Beijing’s skies are polluted and its roads congested. The air is filled with the rumble of drills and picks and cranes from countless building sites. But a snowfall can blanket the urban greyscape with white and seems to muffle all sound. Cars disappear from the roads. The Forbidden City where the emperors lived becomes a magical winter wonderland.
The city’s 15 million or so residents enjoyed just such a treat today. It is rare. The north China deep freeze seems to drag on for months although snow falls maybe just once or twice in the season.
It may seem odd to be writing about the weather from a country where change of every kind is roaring ahead at such a rapid pace. But a peek at some photographs of Beijing in the snow offers a revealing glimpse of a much hotter topic: the Internet in China. And that's where the sex part comes in.
China’s busy censors have been making headlines as they scurry around in cyberspace, prying out and closing down sites carrying content deemed to be harmful to the Chinese people. Their intolerance of any points of view at odds with that of the Communist Party is well-known. A more recent development has been the government’s success in ensuring foreign Internet service providers, such as Yahoo and Microsoft, join their Chinese counterparts in banning words that the Party considers dangerously subversive.

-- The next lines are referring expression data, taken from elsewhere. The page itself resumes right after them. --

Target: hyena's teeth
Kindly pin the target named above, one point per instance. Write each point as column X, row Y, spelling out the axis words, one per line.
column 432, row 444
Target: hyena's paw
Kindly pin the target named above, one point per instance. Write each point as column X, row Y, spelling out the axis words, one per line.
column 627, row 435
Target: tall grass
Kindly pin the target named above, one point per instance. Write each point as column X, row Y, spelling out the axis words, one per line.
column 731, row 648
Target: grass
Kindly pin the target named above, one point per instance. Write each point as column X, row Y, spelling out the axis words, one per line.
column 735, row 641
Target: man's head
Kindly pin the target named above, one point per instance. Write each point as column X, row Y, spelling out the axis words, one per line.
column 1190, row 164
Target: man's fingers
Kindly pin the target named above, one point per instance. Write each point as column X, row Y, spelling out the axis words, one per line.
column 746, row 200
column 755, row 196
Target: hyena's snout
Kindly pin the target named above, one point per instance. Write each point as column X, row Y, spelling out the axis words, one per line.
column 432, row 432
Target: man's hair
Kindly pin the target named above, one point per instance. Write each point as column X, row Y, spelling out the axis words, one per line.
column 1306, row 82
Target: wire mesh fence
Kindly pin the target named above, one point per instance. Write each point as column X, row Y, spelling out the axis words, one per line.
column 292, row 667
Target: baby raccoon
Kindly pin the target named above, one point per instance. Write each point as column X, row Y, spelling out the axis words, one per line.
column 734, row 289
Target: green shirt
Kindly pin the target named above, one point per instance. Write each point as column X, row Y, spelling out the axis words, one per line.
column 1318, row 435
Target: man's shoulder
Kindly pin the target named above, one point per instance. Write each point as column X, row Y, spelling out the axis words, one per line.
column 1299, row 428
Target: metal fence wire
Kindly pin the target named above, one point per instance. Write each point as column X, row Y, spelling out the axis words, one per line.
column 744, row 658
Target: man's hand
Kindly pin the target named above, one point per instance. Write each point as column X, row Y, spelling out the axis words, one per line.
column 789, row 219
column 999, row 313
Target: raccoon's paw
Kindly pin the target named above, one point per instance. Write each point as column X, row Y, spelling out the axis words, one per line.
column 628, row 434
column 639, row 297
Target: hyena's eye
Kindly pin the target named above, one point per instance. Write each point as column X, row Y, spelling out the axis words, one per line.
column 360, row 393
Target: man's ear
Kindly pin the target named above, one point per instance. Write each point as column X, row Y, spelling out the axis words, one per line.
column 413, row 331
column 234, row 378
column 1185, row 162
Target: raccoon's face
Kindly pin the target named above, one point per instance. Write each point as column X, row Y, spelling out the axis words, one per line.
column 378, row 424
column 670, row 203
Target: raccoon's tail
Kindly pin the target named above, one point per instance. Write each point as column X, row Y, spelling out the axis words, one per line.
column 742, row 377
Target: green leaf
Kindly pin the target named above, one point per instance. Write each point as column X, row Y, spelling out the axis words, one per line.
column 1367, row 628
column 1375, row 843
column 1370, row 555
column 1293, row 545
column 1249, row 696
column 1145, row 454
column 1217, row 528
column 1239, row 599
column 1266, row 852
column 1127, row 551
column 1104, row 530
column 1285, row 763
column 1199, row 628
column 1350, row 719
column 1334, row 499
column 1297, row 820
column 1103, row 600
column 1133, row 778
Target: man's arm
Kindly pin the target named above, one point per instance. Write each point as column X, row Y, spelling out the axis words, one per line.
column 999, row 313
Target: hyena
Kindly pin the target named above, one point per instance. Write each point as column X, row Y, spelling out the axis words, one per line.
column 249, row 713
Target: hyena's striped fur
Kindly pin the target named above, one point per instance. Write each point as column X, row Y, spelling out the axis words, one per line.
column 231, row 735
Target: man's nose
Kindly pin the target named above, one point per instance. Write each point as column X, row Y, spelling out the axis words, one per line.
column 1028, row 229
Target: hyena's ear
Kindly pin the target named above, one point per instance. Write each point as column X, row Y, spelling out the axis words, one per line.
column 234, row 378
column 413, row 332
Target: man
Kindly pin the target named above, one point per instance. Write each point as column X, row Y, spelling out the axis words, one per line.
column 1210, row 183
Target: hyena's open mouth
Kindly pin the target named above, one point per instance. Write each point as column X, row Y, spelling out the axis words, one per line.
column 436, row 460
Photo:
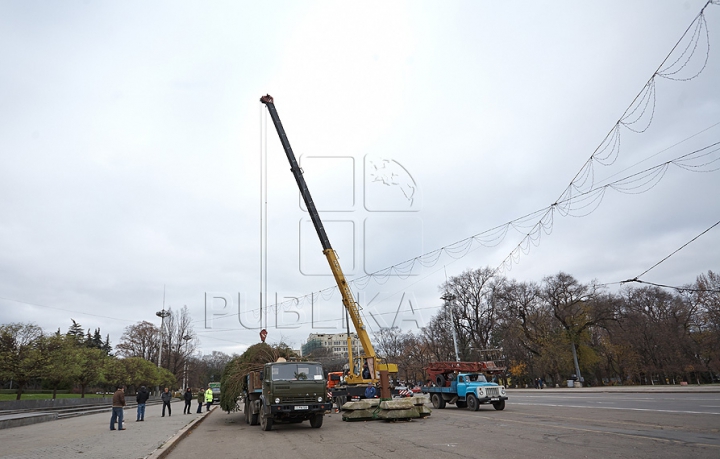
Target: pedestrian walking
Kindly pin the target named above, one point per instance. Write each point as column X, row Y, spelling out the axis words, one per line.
column 188, row 401
column 118, row 405
column 141, row 398
column 208, row 397
column 166, row 397
column 201, row 399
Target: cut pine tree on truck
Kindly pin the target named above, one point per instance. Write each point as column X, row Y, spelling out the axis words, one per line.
column 355, row 382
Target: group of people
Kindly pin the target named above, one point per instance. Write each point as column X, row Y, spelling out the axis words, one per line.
column 118, row 403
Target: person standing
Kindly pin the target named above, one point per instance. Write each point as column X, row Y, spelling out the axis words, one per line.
column 141, row 398
column 118, row 404
column 208, row 397
column 201, row 399
column 188, row 401
column 166, row 397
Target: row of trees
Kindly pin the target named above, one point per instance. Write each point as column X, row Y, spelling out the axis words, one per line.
column 79, row 360
column 179, row 347
column 57, row 361
column 639, row 335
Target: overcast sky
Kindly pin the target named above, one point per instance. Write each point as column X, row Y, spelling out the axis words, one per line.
column 131, row 138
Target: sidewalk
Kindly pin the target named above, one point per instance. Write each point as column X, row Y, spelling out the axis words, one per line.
column 90, row 436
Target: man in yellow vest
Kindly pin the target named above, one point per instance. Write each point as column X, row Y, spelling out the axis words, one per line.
column 208, row 398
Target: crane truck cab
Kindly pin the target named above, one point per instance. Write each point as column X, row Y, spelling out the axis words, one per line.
column 467, row 390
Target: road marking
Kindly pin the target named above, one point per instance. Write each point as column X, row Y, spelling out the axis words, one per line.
column 595, row 431
column 617, row 408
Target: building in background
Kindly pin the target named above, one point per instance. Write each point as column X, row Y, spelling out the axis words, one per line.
column 334, row 344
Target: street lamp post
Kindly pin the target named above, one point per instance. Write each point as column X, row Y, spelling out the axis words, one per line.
column 162, row 314
column 448, row 298
column 185, row 378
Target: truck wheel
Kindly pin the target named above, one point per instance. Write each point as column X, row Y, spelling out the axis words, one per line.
column 265, row 423
column 472, row 402
column 438, row 401
column 316, row 421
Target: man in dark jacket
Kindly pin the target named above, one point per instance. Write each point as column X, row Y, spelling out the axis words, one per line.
column 166, row 397
column 118, row 404
column 188, row 401
column 141, row 398
column 201, row 399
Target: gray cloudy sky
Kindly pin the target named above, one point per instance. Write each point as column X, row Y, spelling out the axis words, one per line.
column 131, row 141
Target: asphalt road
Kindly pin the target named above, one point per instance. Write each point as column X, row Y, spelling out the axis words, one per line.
column 534, row 424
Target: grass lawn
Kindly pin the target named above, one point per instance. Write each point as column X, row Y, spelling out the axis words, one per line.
column 12, row 397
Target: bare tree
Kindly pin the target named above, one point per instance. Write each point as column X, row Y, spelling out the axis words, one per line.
column 475, row 310
column 140, row 340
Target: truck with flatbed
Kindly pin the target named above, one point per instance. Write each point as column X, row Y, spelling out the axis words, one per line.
column 286, row 392
column 464, row 384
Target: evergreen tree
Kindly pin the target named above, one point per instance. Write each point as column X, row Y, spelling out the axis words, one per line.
column 76, row 331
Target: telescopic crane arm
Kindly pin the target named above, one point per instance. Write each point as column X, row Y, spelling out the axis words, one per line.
column 347, row 297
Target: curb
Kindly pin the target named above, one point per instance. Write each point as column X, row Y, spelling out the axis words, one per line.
column 169, row 445
column 26, row 419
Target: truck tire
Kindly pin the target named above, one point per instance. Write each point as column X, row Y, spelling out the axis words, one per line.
column 265, row 423
column 438, row 401
column 472, row 403
column 316, row 421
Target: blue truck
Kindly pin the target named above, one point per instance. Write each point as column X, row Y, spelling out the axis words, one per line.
column 466, row 390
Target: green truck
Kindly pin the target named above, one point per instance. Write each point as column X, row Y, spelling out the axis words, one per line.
column 286, row 392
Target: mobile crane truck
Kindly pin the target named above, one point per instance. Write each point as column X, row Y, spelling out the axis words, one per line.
column 464, row 385
column 354, row 383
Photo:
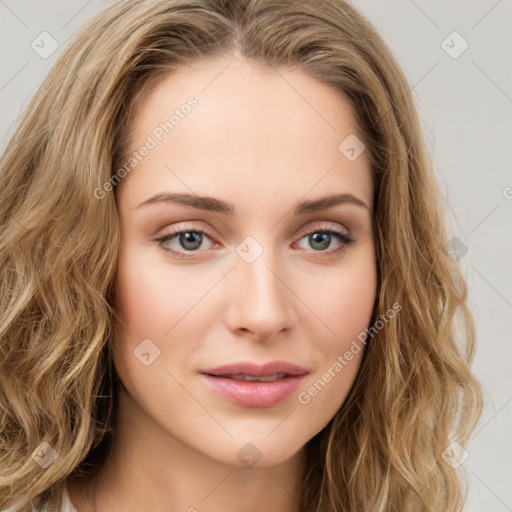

Government officials say their aim is to protect young people from the harmful influences exerted by such evils as online gambling or by surfing sites showing naked ladies. So a search for gaming and pornography sites as well as for such topics as “democracy”, “Taiwan independence” and “Tibetan human rights” quickly runs into the legendary Great Firewall of China.
But users of China’s Internet who feel in need of a little light relief, and who lack the time or the opportunity to head down to the Forbidden City to see the snow, can click here on the website of the official Xinhua news agency for a surprisingly wide range of scenic photographs that seem to have escaped the censor's pen.
English-speaking visitors often refer to it familiarly as sinhua.